On another level, though, the fact that companies are using online sites doesn’t prove that they don’t suck - if anything, it’s further proof that Human Resources departments suck. Just because they’re spending money, doesn’t mean they’re spending it smart (usually, you can call something a stupid idea because they are spending money on it). They’ll use an online site to cut costs o make it look like they’re doing more, whether or not they can actually show results for it.

From an Information Econonerd perspective, a site like CareerBuilder tries to solve the underlying matching problem but ends up exacerbating the asymmetrical information problems.

If you read the Ask The Headhunter article I linked to, and look at his site, you realize that a job search based on searching for postings is already off the mark - he has a philosophical problem with the way CareerBuilder and similar sites work (as well as most of the HR profession), not with CareerBuilder specifically. The only reason they ended up the target was because an idiot in their development department didn’t do his due diligence when looking for cross-promotional opportunities.

Nick Corcodilos wrote a comment on February 1, 2007

Dave,

You’ve hit an important nail on the head, and most people really don’t get this. My compliments for explaining it so well.

The financial success of a company like CareerBuilder has little if anything to do with how good its services are. The online job board industry is a freak of economics. I’ve talked with investment managers and IT industry analysts - and they don’t get it. Why? Because they make the reasonable assumption that only companies that produce good products perform well financially and on the stock market.

But this industry is an anomaly. There is zero connection between how much money HR departments spend on job postings or to access resume data bases, and how well these services work. Freaky, eh? Not really. When you drill down, what you find is that HR departments are not measured on how effectively they hire, but on how many “applicants” they put through their system.
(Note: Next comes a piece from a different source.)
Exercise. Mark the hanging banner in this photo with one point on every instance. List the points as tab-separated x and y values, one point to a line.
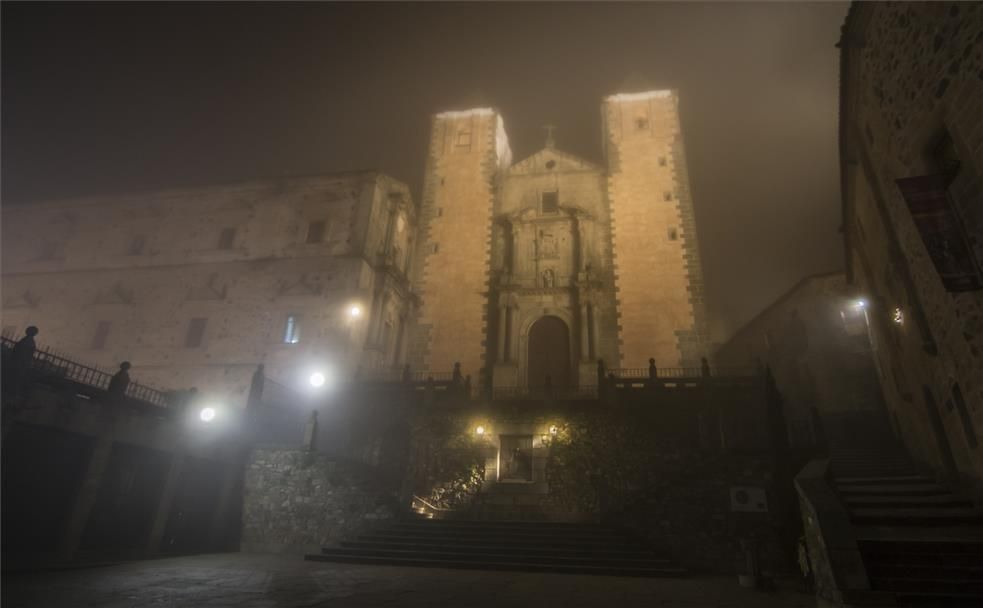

Ironically, the tiny numbers of hires that come from the job boards actually makes it easy for HR to bury the stats. As long as people are hired, who cares where they come from? (Another dirty industry secret: studies show that anywhere between 40-70% of jobs are found and filled through personal contacts. The huge range is of no concern because any number in that range is so much larger than the success rates of the boards that, well, who cares?)

So the point: HR continues to spend inordinate dollars on CareerBuilder et al. because nobody ever got fired for buying IBM :-)

That’s the mentality we’re talking about. Now, there are some good HR people out there who actually recruit. But most are glad to keep paying for the benefit of being able to daily skim scum off the top of the barrel.

Here is the compelling proof that HR is bamboozling the board of directors. HR will pay the job boards $200 for 5,000 resumes, with the frequent result that none are hired. HR will pay a headhunter $30,000 for 3 candidates, one of whom will be hired. Reconcile that.

There are no hires in a haystack. I’m glad you came up in my Google Alerts. Cheers.